The underlying idea seems simple enough - stick multiple FPGA die into a single package. It's the implementation that's so clever, and - as we shall discuss - the ramifications are truly enormous!
I just returned from a trip to visit Xilinx in San Jose, California. While I was there, they showed me one of the most exciting things I've seen recently in programmable logic space (where no one can hear you scream).
The underlying idea seems simple enough – stick multiple FPGA die into a single package. It's the implementation that's so clever, and – as we shall discuss – the ramifications are truly enormous!
Xilinx 7 Series FPGAs
Before we plunge into the fray, let's take a step back to remind ourselves that – in June of this year – the folks at Xilinx announced their forthcoming FPGAs to be implemented at the 28 nm technology node. They're collectively calling these "Xilinx 7 Series FPGAs."

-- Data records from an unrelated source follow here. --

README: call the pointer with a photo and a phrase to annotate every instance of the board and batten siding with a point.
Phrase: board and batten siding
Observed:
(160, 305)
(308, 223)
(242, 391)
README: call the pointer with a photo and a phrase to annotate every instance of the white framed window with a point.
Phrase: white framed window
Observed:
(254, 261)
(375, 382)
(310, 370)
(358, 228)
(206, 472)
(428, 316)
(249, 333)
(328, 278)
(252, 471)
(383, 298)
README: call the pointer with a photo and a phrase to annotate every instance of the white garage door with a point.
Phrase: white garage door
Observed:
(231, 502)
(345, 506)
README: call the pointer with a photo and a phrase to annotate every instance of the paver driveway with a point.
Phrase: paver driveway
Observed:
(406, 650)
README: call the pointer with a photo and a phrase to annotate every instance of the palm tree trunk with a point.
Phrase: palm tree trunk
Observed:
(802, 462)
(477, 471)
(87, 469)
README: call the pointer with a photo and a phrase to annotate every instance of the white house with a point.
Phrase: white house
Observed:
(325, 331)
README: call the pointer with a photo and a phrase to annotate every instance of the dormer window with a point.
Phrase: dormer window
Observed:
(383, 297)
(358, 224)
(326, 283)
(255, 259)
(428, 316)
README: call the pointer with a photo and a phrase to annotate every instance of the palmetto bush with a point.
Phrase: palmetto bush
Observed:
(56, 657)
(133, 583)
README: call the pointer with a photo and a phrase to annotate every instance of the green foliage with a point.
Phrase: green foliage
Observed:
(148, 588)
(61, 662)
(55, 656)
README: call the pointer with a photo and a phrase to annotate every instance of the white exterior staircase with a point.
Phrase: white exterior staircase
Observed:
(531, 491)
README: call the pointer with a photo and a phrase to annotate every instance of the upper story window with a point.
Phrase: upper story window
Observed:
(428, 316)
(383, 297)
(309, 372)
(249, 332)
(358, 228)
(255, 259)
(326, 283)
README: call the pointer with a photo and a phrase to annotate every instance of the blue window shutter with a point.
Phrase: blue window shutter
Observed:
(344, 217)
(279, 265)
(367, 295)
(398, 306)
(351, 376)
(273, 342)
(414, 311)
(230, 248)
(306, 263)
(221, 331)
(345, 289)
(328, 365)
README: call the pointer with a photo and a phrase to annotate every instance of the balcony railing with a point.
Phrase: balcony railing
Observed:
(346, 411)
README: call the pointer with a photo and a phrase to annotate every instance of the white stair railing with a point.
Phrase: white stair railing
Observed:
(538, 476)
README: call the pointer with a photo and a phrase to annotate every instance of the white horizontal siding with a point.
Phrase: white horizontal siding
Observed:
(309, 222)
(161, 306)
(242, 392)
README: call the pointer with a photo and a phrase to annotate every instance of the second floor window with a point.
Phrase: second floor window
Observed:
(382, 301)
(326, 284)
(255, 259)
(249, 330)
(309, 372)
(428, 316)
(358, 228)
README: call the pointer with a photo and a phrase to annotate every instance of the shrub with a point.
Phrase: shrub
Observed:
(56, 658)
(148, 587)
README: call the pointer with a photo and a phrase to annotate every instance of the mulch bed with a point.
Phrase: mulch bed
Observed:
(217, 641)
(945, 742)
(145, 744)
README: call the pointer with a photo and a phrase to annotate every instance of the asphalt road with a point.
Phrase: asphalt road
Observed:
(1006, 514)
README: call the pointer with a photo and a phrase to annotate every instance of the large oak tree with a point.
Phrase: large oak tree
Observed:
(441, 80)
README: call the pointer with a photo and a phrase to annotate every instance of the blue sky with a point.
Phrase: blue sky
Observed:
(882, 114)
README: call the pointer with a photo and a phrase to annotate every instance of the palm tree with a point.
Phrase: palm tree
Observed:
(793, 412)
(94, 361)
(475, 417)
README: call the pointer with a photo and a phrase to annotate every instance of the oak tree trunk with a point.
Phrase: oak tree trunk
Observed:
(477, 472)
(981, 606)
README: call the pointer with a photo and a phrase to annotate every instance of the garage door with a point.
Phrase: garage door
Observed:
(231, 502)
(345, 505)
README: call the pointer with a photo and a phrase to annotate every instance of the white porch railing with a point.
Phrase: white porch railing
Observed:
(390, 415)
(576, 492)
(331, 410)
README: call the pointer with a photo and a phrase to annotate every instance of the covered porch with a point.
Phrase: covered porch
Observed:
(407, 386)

The folks at Xilinx are presenting these new devices as three ... hmmm ... I hesitate to say "three families" because that implies that they are functionally different ... I personally prefer to think of them as three branches of the same family, where these branches are called Artix-7, Kintex-7, and Virtex-7. All three of these family branches share a unified architecture that allows for ease of design, migration, and IP portability.
And where did these three names come from?
Stacked Silicon = "More than Moore"
- Artix is rooted in Arctic, suggesting cool, low-power. The Artix-7 branch of products will offer 50% lower power and 35% lower cost than the Spartan-6 family, making this branch ideally suited for the cost-sensitive, high-volume markets served by ASSPs and ASICs.
- Kintex gets its roots form the word kinetic for movement and energy. Kintex offers the best combination of price and performance. The new Kintex-7 branch will deliver the performance of the existing 40 nm Virtex-6 family at half the cost. It not only addresses aggressive power and cost requirements with significant price/performance improvements over Virtex-6 and Spartan-6, but will also deliver on the emerging need for insatiable bandwidth in applications that include next generation broadcast systems and wireless networks.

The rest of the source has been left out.